On Nov 13, 2008, at 11:51 AM, Ean Schuessler wrote:
----- "David E Jones" <[EMAIL PROTECTED]> wrote:
I don't believe I've ever been in favor of enforcing a rule requiring
new features to be accompanied by automated tests. In fact, I think
I've spoken/written against that a number of times.
Like you say, this may reduce contributions. The bigger issue with a
community-driven project is that people are motivated by a small
number of things:
1. what they or their clients need (strong)
2. social pressure from others in the community (semi-strong)
3. desire for recognition (fairly weak)
4. desire to create something good/new (fairly weak)
I don't think we should underestimate the fact that developing good
tests is as distinct a skill set as writing good database code or
understanding concurrent programming. One very tough problem about
required tests would be that many people simply don't have
experience with Selenium or any of the other test frameworks. This
is probably especially true as you get into more rarified skill
sets. Certainly there will be a few unusual people who feel they can
master everything but many people tend to specialize.
Thanks Ean, that's a very good point.
Maybe we could have testing play a more central and public role in
the project? Try and turn testing into an area that gets you instant
recognition? Also, maybe we can look for users that have more of an
interest in testing (ie. customers) and get them more involved in
core platform testing?
I'm imagining tests coming from 3 main sources:
1. people who want OFBiz to work a certain way, because that is what
they or their clients need (or want)
2. people who are just interested in QA and testing and would rather
work on that
3. those who get involved with an effort to define some requirements
and designs for OFBiz, and create automated tests according to those
(I've just started working on this, there's a new space on
docs.ofbiz.org where I'm putting stuff and I'll be writing some intro
emails about it hopefully soon, it's basically what I'm working on
today)
Especially as we get more tools in place I hope to see more pressure
on the mailing list where people are answering questions and comments
with "great, write an automated test!". I think this is along the same
lines you're thinking of. Actually, it could start right now. We have
great tools for writing service level tests, and in fact if someone
was bored they could even work on resolving some of the data
dependency problems that exist in those tests now.

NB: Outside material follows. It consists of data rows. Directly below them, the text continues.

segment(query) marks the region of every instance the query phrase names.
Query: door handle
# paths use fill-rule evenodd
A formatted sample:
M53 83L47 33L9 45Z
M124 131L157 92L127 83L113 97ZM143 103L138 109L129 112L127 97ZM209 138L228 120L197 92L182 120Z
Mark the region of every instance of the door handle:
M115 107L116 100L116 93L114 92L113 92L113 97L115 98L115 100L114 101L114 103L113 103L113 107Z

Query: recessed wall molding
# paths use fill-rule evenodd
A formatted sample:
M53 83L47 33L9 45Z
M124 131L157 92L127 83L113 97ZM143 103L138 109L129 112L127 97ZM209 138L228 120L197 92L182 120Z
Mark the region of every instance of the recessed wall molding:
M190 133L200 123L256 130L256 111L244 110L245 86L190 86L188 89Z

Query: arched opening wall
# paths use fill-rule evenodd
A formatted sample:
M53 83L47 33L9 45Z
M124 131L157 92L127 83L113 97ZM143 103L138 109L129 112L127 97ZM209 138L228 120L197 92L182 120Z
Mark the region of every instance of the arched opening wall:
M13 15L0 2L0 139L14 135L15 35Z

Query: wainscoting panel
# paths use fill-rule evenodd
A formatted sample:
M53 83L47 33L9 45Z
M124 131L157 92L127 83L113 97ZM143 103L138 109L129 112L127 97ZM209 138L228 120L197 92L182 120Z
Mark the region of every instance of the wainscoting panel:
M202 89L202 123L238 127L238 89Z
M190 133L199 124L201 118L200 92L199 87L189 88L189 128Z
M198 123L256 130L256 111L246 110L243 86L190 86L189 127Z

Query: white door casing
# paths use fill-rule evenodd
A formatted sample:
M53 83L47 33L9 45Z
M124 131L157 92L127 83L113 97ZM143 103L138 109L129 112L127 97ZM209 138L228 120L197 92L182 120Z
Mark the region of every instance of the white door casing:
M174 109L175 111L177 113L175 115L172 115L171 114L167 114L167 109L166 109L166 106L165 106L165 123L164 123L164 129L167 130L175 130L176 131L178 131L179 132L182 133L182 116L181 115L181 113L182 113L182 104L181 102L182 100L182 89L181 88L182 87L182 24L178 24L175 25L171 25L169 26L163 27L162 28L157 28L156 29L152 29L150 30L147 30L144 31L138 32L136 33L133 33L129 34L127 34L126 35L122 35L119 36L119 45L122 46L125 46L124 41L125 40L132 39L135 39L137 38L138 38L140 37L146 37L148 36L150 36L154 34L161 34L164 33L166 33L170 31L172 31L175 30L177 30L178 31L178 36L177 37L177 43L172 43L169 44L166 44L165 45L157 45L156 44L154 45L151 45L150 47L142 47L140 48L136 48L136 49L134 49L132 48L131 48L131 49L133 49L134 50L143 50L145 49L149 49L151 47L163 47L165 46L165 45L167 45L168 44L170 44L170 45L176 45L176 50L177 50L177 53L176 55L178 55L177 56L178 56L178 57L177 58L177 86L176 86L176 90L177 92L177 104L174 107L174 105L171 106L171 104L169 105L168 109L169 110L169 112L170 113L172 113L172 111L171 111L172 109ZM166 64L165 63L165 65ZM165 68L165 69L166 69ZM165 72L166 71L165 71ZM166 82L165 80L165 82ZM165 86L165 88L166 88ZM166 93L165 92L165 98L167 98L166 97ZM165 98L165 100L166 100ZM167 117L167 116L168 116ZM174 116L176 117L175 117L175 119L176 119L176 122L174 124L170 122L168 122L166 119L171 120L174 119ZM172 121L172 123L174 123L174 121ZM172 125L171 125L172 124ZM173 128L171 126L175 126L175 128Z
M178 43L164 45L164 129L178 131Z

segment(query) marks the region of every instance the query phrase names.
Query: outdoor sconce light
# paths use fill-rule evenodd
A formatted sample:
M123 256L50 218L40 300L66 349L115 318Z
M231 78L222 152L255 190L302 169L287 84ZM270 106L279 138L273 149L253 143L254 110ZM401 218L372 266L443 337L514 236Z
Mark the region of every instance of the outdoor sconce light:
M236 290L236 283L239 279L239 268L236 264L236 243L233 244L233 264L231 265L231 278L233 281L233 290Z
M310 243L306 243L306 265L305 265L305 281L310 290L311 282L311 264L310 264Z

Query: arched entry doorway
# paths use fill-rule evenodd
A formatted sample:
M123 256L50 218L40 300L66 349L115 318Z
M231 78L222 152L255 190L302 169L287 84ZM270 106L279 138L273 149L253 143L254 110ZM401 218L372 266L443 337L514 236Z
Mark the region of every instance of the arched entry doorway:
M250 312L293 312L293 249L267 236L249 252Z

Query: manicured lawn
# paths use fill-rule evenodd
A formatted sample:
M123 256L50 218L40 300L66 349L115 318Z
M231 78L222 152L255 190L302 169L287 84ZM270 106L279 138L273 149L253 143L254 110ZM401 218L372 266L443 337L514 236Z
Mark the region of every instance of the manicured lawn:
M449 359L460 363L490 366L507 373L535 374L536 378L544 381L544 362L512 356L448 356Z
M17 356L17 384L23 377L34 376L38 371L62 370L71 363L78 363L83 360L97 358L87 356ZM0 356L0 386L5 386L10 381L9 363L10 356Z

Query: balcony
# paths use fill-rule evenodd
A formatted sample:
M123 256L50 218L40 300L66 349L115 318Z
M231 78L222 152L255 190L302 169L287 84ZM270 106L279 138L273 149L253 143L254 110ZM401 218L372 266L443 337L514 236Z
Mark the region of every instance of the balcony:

Anyway, I agree. Tests need to be a more day-to-day part of the
project with recognition for having done them, and social pressure to
do them as well.
At the conference there were a bunch of people who are doing lots of
stuff based on OFBiz but have only contributed on a limited basis, or
not really at all. I was wondering if they might be interested in
participating in this way (ie for testing) and might actually be more
interested in that than in other types of contributions.